Q5: Find top N products by sales in each category

from pyspark.sql.window import Window
from pyspark.sql.functions import row_number, col

# Sample data
sales_data = [
    ("Electronics", "Laptop", 50000),
    ("Electronics", "Phone", 80000),
    ("Electronics", "Tablet", 30000),
    ("Clothing", "Shirt", 15000),
    ("Clothing", "Pants", 25000),
    ("Clothing", "Shoes", 20000)
]
df = spark.createDataFrame(sales_data, ["category", "product", "sales"])

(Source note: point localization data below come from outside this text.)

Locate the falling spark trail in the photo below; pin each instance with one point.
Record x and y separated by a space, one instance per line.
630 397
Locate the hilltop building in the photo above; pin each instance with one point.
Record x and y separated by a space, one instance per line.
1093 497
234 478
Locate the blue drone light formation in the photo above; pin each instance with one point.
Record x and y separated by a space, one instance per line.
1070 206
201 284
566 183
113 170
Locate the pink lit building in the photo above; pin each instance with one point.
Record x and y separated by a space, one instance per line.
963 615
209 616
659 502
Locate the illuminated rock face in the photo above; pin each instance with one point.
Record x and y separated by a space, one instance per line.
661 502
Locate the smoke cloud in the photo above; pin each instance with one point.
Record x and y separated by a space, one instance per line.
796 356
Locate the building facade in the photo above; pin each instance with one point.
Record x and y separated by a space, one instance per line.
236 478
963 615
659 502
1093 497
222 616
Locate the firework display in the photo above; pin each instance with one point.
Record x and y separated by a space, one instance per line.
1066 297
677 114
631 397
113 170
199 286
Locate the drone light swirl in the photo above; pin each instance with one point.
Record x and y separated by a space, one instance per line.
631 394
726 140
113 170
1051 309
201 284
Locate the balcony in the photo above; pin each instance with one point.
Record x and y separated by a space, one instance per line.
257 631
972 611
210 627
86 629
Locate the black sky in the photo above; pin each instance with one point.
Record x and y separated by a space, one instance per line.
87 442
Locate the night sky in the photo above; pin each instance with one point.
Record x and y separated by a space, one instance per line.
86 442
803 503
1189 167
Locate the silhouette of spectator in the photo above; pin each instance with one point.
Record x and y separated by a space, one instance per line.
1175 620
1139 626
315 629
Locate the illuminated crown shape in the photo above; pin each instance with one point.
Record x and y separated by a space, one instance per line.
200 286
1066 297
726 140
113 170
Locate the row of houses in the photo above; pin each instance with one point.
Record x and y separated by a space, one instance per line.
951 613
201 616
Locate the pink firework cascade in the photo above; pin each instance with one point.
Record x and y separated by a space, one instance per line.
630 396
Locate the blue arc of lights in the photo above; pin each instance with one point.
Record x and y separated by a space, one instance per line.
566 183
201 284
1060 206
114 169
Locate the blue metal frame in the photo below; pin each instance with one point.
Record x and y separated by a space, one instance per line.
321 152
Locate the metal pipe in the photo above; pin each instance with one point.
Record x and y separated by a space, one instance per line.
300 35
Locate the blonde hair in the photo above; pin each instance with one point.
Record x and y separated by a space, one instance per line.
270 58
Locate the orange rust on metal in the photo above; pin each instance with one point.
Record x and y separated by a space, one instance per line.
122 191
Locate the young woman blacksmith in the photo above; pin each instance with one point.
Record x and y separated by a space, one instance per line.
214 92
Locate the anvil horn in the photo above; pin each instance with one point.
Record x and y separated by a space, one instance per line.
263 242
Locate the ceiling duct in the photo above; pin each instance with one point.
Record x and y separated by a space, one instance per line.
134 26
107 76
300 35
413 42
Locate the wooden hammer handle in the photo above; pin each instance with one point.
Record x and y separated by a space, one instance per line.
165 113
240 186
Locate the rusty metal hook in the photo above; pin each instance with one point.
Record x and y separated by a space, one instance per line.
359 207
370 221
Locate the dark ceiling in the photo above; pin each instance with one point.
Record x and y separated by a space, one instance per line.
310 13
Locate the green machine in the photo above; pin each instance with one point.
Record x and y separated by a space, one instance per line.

# Top 2 products per category
window = Window.partitionBy("category").orderBy(col("sales").desc())
top_n = df.withColumn("rank", row_number().over(window)) \
    .filter("rank <= 2") \
    .drop("rank")

top_n.show()

Q6: Calculate running totals

from pyspark.sql.window import Window
from pyspark.sql.functions import sum, col

data = [
    ("2024-01-01", 100),
    ("2024-01-02", 150),
    ("2024-01-03", 200),
    ("2024-01-04", 120)
]
df = spark.createDataFrame(data, ["date", "amount"])

# Running total
window = Window.orderBy("date").rowsBetween(Window.unboundedPreceding, Window.currentRow)
result = df.withColumn("running_total", sum("amount").over(window))

result.show()

Q7: Implement SCD Type 2

from delta.tables import DeltaTable
from pyspark.sql.functions import current_date, lit, col

# Current dimension table
current_dim = spark.createDataFrame([
    (1, "Alice", "alice@old.com", "2023-01-01", None, True),
    (2, "Bob", "bob@example.com", "2023-01-01", None, True)
], ["customer_id", "name", "email", "start_date", "end_date", "is_current"])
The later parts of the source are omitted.